The splitters given above do not attempt to split the matrix intelligently. There is no reason that we could not write a splitter that would attempt to divide the matrix "optimally" for some pair of specializers.

Technical documentation

The code contains a lot of comments. Here I'll just write about what specializers and splitters do, and how to write them. Naturally, the code itself is the best guide.

One "gotcha": If you write a new splitter or specializer, you must add it to the function evalspec; just follow the obvious model there.

Matrices

Matrices are represented as Python dictionaries. Initially - that is, when first read in from the '.mm' file - they have these entries:

name - the name of the matrix
data - the non-zero entries of the matrix, as a list of triples , in row-major order.
n - again, we only have square matrices
nz - the non-zero count

When splitters are called, as explained below, they return new matrices; those matrices have the same n, but different names and (usually) different data and nz counts.

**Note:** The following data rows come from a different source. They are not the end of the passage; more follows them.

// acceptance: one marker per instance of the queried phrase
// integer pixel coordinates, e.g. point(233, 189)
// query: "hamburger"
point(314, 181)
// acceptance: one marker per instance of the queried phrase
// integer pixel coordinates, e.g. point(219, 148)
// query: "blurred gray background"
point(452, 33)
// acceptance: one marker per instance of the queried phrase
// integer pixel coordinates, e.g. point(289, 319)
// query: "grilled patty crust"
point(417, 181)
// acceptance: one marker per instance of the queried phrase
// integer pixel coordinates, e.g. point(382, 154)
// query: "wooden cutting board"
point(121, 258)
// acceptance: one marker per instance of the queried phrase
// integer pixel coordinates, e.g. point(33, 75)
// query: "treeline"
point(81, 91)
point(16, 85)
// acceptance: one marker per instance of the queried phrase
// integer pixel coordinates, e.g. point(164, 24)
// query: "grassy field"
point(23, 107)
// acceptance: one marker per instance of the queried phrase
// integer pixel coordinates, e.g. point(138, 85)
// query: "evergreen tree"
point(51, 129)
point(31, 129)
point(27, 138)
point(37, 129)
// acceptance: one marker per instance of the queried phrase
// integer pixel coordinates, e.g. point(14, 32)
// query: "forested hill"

After specializers are called, they add one or more (but usually all) of the following:

decls - global variable definitions - i.e. declarations with initializations - such as the "mvalues" array. Since a specializer can be used more than once in compiling a matrix, there can be several of these declarations, with slightly different names. These declarations are in the form of abstract syntax. (See explanation of specializers below.)
externs - global variable declarations to be added as externs in every code file. These are in the form of a list of strings.
locals - variable declarations to be included in every function. Local variables should not be declared in generated code, but should only be initialized; when writing these declarations into functions, repeated declarations are ignored, so only one declaration of each local is emitted. These are in the form of a list of strings.
code - The actual code for this matrix, in the form of abstract syntax.
info - a list of lists, each containing simple data (strings, ints, floats), which provide information about the array. These are emitted into file info.csv.
stencils - stencils of this matrix. This is not used by the top level (i.e. has no effect on the generated files), but is used internally; see the next section.
rowsbynz - similarly.

Splitters

A splitter takes a matrix, and possibly some additional arguments, and returns a pair of matrices which together represent a partition of the original matrix (i.e. each element in the original matrix occurs in exactly one of the returned matrices). The two matrices have different names, and usually different non-zero counts (although it is legal for a partition to return a pair with the original matrix and an empty matrix), but the same n.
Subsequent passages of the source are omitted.